Soyinka mockingly described the old general as “our Great Immortal, the Unparalleled Achiever, Divinely appointed Watchman”.
“Okikiola, [Mr Obasanjo’s middle name] the overgrown child of circumstance,” was how Soyinka called out at the former president whom he characterises as an individual with “capacity for infantile mischief, and for needless, mind-boggling provocations, such as his recent ‘literary’ intrusion…”
Defining Obasanjo’s many public interventions as a “compulsive career of lying” and the former soldier as a “Master of Mendacity,” Soyinka promised a “full, frontal dissection of Obasanjo’s My Watch for later, most especially since the work itself is currently under legal restraint and is not readily accessible to a general readership.”
However, he described Obasanjo as “a seasoned predator on others’ achievements – he preys on their names, their characters, their motivations, their true lives, preys on gossip and preys on facts, preys on contributions to collective undertakings…even preys on their identities, substituting his own where possible. Well, hopefully he may actually believe in the inevitable End to all vanities?”
The two elder citizens have a long history of squabbles and public disagreements, but in his current comments, Soyinka is part-sarcastic, part-playful, but still broad-sweeping, from the personal to the policy ramifications of Obasanjo’s life story.
He derisively described Obasanjo’s pet possession, the Presidential library at Abeokuta, as a “Presidential Laundromat,” pointing to the circumstances of the land acquisition as “morally dubious” and suggesting that it was “blatantly developed through a process that I denounced as ‘executive extortionism’.”
Soyinka was at his most scathing humour when he drew presumed parallels between Obasanjo, whom he calls “our Owu retiree soldier and prolific author,” and an admonitory fictional character in Fagunwa’s famous Yoruba novel, Igbo Olodumare: “The seventh…. is not among those who set out to improve the world but rather to cause distress to its inhabitants. It was through manipulations that he attained a high position.
“Having achieved this however, he constantly blocked the progress of those behind him, this being a most deplorable act in the eyes of God, and rank behaviour in the judgment of the dwellers of heaven – that anyone who has enjoyed upliftment in life should seek to be an obstacle for those who follow him.
“This man forgot the beings of earth, forgot the beings of heaven, in turn, he forgot the presence of God. The worst kind of behaviour agitated his hands – greed occupied the centre of his heart, and he was a creature that walked in darkness.

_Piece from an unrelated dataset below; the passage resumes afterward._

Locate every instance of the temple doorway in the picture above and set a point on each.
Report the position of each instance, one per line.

“This man wallowed in bribery, he was chairman of the circle of scheming, head of the gang of double-dealing, field-marshal of those who crept about in the dark of night.
“With his mouth, he ruined the work of others, while he used a big potsherd to cover the good works of some, that others might not see their attainments.
“He nosed around for secrets that would entrap his companions, and blew them up into monumental crimes in the eyes of the world. He who turns the world upside down, places the deceitful on the throne, casts the truthful down – because such is a being of base earth, he will never stand as equal among the uplifted.”
“Chei! There is Death o!” Soyinka concludes his response, in biting reference to the First Lady’s famous dramatic torment in the wake of the abduction of 219 Chibok schoolgirls.